Has the Washington Post Gone Mad?

August 11, 2010

Confused readers may wonder based on its lead editorial complaining that supporters of Social Security: “pursue a maddening strategy of minimizing the existence of any problem and accusing those who seek solutions of trying to destroy Social Security (emphasis added).”

The piece begins by telling readers that: “THIS YEAR, for the first time since 1983, Social Security will pay out more in benefits than it receives from payroll taxes — $41 billion. This development is not an emergency, but it is a warning sign (emphasis in original).” It certainly is a warning sign. The falloff in Social Security tax revenue is a warning that the economy is seriously depressed due to the collapse of the housing bubble. Double digit unemployment leads to all sorts of problems, including the strains that it places on pension funds like Social Security.

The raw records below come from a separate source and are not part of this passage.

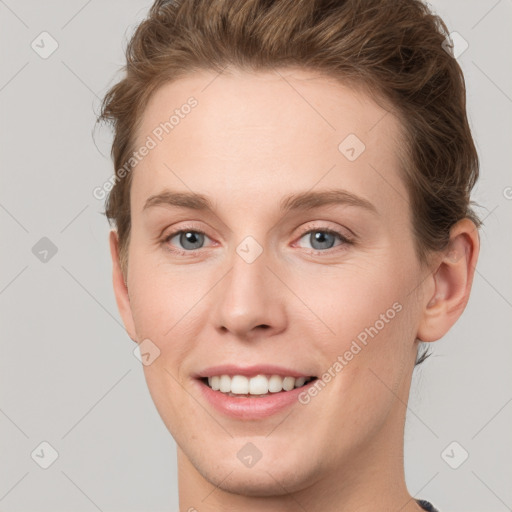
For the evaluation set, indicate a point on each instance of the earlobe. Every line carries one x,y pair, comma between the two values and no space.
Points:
452,279
120,287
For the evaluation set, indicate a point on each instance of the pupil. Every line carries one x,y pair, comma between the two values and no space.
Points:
191,237
321,236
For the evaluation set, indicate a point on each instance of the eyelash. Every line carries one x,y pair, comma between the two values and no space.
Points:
345,240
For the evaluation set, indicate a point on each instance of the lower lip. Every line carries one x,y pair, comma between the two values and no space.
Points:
246,408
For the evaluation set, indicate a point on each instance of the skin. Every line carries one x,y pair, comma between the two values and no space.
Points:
251,141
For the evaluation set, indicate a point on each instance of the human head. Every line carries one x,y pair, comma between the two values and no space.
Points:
387,52
400,61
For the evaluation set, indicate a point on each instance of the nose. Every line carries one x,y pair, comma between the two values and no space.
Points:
250,300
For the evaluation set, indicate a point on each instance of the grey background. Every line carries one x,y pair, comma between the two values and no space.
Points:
67,369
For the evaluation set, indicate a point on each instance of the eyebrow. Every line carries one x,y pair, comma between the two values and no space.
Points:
301,201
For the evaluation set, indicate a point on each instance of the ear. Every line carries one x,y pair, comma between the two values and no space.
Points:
120,287
452,279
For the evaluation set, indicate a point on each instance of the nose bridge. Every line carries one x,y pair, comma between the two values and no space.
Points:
249,295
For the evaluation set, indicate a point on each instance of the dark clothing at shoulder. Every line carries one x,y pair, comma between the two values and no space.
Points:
426,505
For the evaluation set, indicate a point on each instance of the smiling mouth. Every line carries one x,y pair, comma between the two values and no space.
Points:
261,386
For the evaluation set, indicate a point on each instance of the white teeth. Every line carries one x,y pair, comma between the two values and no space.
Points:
258,385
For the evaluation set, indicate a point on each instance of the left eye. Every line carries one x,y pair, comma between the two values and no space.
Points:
323,238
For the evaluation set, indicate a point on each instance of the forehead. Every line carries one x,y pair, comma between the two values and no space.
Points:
254,133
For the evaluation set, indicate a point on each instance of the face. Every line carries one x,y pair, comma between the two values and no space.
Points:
275,272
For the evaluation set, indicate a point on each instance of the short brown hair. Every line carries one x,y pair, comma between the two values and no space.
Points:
393,49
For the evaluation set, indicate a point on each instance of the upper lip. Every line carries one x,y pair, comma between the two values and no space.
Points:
260,369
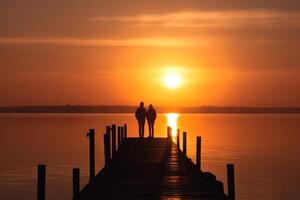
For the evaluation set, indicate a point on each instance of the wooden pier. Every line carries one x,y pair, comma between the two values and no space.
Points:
149,168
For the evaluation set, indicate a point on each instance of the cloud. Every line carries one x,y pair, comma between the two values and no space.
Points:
160,42
208,19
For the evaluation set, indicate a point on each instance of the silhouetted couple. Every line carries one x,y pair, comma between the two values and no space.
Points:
141,115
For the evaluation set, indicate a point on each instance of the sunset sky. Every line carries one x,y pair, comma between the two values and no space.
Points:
93,52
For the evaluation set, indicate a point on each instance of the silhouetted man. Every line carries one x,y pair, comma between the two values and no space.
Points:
151,116
140,115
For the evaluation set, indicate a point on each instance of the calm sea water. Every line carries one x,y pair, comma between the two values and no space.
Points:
264,148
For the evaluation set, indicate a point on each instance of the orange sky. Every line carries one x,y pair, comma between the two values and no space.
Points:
116,52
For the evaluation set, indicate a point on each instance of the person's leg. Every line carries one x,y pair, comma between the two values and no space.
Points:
143,128
140,129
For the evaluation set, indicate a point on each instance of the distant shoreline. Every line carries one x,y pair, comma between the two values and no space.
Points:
131,109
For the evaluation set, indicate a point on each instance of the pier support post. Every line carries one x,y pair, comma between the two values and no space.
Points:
107,149
169,132
198,154
113,140
125,130
91,136
108,129
122,134
41,184
119,137
184,143
230,181
178,138
76,183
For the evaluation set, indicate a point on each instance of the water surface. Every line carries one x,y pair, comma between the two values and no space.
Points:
264,148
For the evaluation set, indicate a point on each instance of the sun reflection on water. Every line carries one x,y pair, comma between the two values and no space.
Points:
172,122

In a sane newspaper the next sentence would be pointing out the urgent need to get back to full employment. Instead the Post tells readers:

“Too soon, this year’s anomaly will become the norm. By 2037, all the Social Security reserves will have been drained and the income flowing into the program will only be enough to pay 75 percent of scheduled benefits. If that sounds tolerable, consider that two-thirds of seniors rely on Social Security as their main source of income. The average annual benefit is $14,000. Those who care most about avoiding such painful cuts ought to be working on ways to bolster the program’s finances — and soon, when the necessary changes will be less drastic than if action is postponed.”

Let’s see, it would be intolerable to have Social Security pay 75 percent of scheduled benefits in 2037, but one of the Post preferred cuts is raising the retirement age to 70,a 15 percent cut in benefits when fully phased in. So the Post thinks it would be just fine to have beneficiaries get 85 percent of scheduled benefits in 2037.

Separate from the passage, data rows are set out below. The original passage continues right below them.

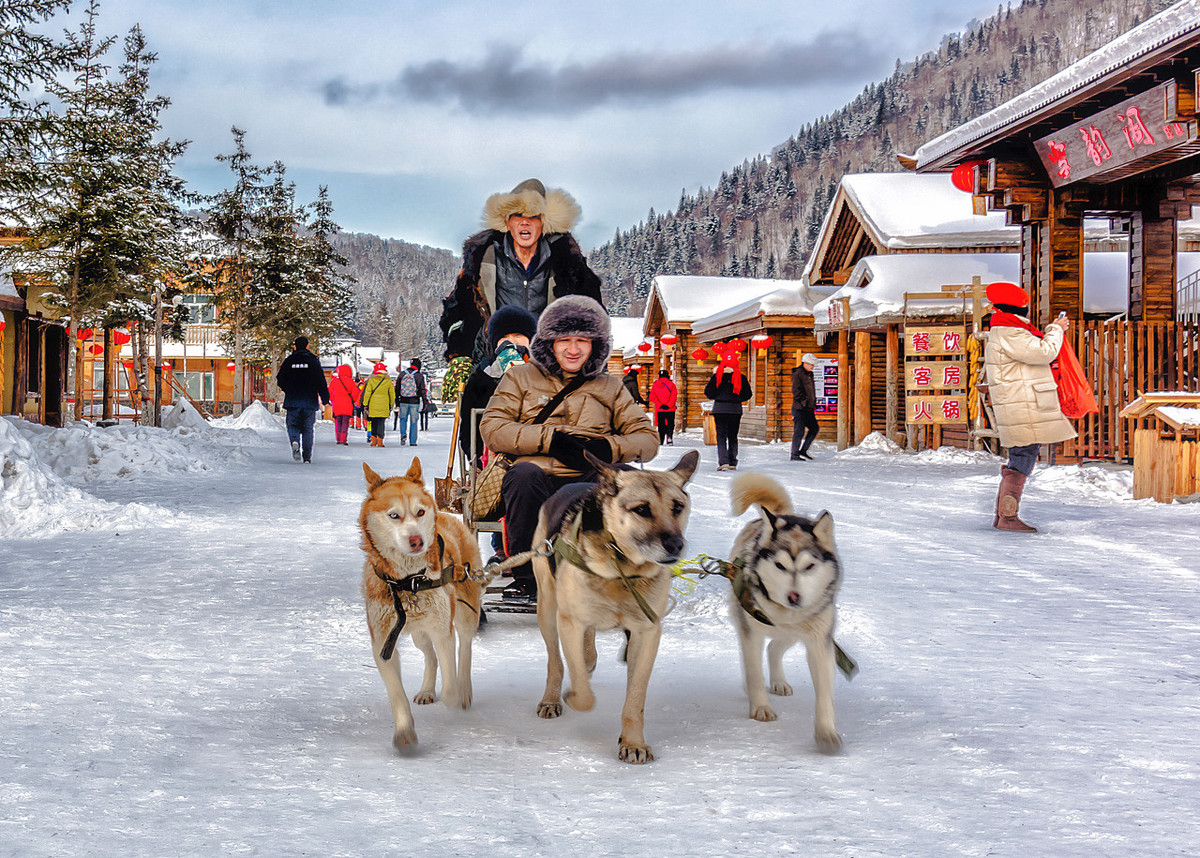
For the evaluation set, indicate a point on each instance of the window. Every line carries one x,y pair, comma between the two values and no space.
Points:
199,310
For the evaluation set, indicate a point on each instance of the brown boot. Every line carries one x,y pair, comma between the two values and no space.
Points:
1008,502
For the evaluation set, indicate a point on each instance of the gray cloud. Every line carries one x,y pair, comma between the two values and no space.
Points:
505,81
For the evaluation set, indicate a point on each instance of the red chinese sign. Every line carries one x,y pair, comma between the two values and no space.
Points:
1111,141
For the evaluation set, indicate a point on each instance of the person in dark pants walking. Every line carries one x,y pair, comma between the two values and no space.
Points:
804,409
727,389
304,387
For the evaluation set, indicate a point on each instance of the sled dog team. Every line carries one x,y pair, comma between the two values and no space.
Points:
616,543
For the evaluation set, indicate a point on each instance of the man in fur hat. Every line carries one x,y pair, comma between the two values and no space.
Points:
525,257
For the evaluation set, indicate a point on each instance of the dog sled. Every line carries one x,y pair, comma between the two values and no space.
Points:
461,496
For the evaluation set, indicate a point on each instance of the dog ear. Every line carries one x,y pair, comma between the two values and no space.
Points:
822,531
769,521
687,466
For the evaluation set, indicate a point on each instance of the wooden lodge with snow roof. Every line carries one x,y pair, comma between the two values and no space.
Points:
1114,136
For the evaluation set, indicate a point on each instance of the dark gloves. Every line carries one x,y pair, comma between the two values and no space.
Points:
569,450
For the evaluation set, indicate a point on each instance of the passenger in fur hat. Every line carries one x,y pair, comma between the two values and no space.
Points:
525,257
569,352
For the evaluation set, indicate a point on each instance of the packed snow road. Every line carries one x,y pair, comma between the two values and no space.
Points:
186,670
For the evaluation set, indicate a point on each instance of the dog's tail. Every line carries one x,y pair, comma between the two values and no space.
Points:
759,489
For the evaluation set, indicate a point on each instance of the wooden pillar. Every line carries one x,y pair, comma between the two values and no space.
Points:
892,406
862,385
1152,268
1060,263
844,401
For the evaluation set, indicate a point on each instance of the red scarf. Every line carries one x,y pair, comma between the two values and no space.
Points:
1002,319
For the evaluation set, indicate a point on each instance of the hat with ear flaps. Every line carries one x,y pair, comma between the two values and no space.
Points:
573,316
557,209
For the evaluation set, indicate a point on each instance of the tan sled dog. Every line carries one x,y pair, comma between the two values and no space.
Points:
411,550
615,543
785,592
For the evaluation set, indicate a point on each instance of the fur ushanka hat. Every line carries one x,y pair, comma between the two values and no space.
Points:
573,316
557,209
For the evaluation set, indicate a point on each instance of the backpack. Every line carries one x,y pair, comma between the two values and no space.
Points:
408,384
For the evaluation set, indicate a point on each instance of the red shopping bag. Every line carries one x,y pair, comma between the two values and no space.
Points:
1075,396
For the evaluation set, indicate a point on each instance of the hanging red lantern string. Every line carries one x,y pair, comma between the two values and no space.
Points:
963,177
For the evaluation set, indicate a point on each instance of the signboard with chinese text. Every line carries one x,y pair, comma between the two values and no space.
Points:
1111,139
825,383
936,409
945,375
934,341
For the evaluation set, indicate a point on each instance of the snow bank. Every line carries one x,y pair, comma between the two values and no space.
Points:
83,454
253,417
35,501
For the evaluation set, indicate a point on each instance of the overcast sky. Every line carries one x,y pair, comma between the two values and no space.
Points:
413,113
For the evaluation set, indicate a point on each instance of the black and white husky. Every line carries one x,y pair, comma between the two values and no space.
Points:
785,588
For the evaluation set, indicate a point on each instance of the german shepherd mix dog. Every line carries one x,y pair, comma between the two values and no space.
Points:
414,581
785,592
615,541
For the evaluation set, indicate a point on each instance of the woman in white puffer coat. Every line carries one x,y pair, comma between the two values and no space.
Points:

Of course doing nothing today, or for the next decade, or even the next two decades, does not imply that beneficiaries will see their benefits cuts by 25 percent in 2037. The Post may not be familiar with the way Congress works, but it tends to wait until issues require action. They would know this if they had heard about the Greenspan Commission, which was established in 1982 to deal with Social Security’s last crisis. It produced a set of fixes which is now expected to keep the program solvent for 54 years, and no one missed a check.

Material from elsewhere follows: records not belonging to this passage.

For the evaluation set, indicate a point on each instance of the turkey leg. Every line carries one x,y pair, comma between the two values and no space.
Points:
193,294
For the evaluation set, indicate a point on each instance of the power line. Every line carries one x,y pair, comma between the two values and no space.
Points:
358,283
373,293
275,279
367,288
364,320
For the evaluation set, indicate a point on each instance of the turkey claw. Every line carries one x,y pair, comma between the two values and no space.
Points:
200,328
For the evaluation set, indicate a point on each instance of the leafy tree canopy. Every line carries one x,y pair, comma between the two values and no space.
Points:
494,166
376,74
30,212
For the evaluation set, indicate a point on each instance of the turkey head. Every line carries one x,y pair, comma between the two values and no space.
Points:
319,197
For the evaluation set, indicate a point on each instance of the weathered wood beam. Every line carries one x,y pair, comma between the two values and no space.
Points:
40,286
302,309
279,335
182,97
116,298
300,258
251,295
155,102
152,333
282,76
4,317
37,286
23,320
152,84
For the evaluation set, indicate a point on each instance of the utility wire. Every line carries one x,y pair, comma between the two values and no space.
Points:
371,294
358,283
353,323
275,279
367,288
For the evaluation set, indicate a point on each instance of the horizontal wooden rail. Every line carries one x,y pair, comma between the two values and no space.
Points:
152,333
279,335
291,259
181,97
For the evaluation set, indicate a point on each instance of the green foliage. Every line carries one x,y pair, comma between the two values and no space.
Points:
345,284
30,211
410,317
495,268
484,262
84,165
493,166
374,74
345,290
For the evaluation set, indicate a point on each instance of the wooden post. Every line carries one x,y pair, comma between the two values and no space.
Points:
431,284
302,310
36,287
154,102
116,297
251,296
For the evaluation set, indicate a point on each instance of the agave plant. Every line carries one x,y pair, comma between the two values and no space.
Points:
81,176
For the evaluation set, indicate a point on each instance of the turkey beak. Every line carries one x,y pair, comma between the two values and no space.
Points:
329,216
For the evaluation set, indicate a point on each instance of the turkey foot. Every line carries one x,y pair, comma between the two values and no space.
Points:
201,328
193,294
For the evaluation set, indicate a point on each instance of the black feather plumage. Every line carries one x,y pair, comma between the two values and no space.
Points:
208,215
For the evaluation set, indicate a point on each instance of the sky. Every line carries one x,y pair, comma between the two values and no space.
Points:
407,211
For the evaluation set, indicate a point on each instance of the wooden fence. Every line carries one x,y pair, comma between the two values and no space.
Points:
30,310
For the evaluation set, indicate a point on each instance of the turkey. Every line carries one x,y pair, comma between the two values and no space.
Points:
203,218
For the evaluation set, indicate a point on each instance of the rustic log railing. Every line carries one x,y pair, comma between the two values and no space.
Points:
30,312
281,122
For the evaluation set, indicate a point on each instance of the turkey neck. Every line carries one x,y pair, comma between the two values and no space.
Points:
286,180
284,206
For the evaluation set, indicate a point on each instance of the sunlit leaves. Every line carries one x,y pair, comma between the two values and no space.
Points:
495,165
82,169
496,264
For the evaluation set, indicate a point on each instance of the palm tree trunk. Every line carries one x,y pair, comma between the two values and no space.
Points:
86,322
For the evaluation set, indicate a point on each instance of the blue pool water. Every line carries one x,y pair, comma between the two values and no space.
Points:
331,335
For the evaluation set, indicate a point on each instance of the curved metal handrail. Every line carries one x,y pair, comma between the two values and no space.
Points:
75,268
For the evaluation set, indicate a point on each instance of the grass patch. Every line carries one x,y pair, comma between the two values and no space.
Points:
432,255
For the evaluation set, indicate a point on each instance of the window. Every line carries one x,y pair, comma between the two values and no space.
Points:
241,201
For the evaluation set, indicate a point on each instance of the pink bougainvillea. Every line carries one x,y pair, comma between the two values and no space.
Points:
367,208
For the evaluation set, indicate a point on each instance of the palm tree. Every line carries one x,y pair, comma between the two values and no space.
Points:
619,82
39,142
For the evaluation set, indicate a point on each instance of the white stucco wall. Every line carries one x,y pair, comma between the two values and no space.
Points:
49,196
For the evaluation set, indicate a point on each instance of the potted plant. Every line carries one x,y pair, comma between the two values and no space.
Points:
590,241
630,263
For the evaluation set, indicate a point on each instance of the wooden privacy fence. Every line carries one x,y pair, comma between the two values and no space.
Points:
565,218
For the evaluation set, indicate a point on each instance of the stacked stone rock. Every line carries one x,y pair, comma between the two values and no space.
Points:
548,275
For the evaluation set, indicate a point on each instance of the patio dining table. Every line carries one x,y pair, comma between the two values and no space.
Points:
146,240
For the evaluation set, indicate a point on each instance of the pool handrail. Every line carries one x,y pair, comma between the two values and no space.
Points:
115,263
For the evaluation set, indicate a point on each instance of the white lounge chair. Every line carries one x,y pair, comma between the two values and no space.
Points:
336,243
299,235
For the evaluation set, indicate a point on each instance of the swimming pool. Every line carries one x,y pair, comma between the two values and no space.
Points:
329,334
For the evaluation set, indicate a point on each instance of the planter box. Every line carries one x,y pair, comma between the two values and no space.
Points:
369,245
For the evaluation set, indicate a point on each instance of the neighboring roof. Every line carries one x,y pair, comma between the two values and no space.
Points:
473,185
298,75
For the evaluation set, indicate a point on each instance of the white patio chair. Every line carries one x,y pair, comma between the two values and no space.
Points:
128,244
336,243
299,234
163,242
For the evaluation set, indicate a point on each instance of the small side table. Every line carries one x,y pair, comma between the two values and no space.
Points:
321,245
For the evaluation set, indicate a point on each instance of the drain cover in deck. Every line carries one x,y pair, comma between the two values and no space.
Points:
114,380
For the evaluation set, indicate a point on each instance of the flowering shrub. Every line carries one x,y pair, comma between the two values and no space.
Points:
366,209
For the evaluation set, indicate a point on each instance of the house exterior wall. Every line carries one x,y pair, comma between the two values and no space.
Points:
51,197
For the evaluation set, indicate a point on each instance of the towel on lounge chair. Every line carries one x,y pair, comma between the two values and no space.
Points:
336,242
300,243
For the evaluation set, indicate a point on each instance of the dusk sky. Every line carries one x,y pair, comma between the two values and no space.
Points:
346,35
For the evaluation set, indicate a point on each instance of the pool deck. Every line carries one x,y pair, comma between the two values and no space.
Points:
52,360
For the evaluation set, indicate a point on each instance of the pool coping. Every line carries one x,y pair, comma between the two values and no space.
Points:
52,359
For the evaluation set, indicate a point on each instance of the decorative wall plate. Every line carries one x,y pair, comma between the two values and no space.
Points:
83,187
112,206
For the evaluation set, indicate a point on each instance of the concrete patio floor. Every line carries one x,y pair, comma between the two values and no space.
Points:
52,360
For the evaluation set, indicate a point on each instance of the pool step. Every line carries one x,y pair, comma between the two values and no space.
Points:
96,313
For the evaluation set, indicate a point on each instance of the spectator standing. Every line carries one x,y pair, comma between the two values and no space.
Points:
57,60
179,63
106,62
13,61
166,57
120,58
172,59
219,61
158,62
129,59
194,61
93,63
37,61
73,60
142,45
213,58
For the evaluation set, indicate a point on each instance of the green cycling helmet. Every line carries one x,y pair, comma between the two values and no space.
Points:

While it would not be desirable to wait until the system was literally facing a shortfall, as was the case when the Greenspan Commission, there is little obvious harm to waiting now in terms of the program’s finances. A Greenspan Commission size fix put in place in 2030 would leave the program fully solvent for most of the rest of the century.

There is also a very good reason for delay. The opponents of Social Security have been spending huge amounts of money deliberately promoting misinformation. Peter Peterson, the richest and most prominent opponent, has repeatedly asserted that the Social Security trust fund does not exist. This flat earth view of the program has been given respectful treatment at the highest levels of government. When Peterson put on a daylong program on the deficit in the spring both of the co-chairs of President Obama’s deficit commission took part in the program as did former President Clinton.

This massive effort to undermine confidence in the program has been largely successful. Polls show that substantial majorities of younger workers do not expect to receive their Social Security benefits.

That is not a good environment in which to debate substantial changes to the country’s most important social program. Since there are several decades until the program faces any real problems, it is entirely reasonable for those who support the program to focus on educating the public about the program’s financial health and to seek to delay any major changes until the Peterson-type misinformation campaigns have been defeated.